Chicken inflation is real. Over the last year, the price of chicken wings ballooned from about $1.50 per pound to $4. Increased demand has led to a global supply shortage, since each bird only has two wings.
To capitalize on the problem, Alpha Foods has launched a new promotion that lowers the prices of its plant-based Chik’n Nuggets to match the increase in poultry costs. If chicken wing prices go up by $2, then Alpha’s prices will drop by $2. The idea is to use the threat of having to pay double the price for chicken wings to tempt people to give this plant-based option a try.
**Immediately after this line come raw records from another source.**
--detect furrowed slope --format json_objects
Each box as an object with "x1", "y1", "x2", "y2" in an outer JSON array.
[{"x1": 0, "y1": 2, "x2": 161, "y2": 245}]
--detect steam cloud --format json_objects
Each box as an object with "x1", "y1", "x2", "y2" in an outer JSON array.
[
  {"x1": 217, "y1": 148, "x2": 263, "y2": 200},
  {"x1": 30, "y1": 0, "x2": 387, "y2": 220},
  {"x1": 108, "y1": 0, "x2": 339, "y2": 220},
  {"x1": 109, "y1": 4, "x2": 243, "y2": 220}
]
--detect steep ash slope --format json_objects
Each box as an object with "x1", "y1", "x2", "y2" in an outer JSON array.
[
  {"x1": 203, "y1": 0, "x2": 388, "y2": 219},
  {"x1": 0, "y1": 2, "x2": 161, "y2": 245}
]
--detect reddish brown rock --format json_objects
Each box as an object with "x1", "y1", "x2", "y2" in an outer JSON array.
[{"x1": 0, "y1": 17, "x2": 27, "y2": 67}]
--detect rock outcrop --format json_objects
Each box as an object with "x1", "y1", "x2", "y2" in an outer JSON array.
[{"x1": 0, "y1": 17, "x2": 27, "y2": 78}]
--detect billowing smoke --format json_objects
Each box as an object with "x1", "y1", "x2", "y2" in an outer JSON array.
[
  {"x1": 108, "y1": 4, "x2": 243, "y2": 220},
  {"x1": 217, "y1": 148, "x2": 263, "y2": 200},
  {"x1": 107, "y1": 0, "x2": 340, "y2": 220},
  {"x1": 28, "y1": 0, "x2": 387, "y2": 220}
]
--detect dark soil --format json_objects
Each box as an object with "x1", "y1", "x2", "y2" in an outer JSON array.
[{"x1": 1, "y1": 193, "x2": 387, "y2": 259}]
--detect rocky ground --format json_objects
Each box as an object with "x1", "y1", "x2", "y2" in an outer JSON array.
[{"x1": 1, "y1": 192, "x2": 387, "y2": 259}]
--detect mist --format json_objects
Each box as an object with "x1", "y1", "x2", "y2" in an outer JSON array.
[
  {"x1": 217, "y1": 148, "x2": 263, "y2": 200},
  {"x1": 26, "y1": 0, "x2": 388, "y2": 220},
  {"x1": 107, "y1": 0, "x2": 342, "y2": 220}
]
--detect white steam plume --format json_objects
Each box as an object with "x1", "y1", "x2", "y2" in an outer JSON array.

Alpha chief marketing officer Kierstin De West says the goal was to get the attention of potential customers in a way that was connected to the real world. “We really wanted to come up with a way to better seize cultural moments and be integrated into people’s lives in an authentic and fun way,” says De West, in an email. “After seeing that chicken prices were rising, we came up with this as an attention-grabbing method to make that connection.”
According to one report citing United States Department of Agriculture figures, cold storage stock of chicken wings is at its lowest in a decade. In June, Duff’s Famous Wings president Jeff Feather told MarketScale, “I’ve been in this business for 40 years, and I’ve seen fluctuation in prices. They seem to go in a two to three-year cycle where all of a sudden they’d shoot up, but we’ve never seen a shortage like this. Prices would go up, but we could always get product. This is the first time it’s even hard to get what we want.”
As silly as “chickenflation” sounds, it’s indeed very real, and Alpha’s hoping more of us will take it as an opportunity to invest in some plant-based principal.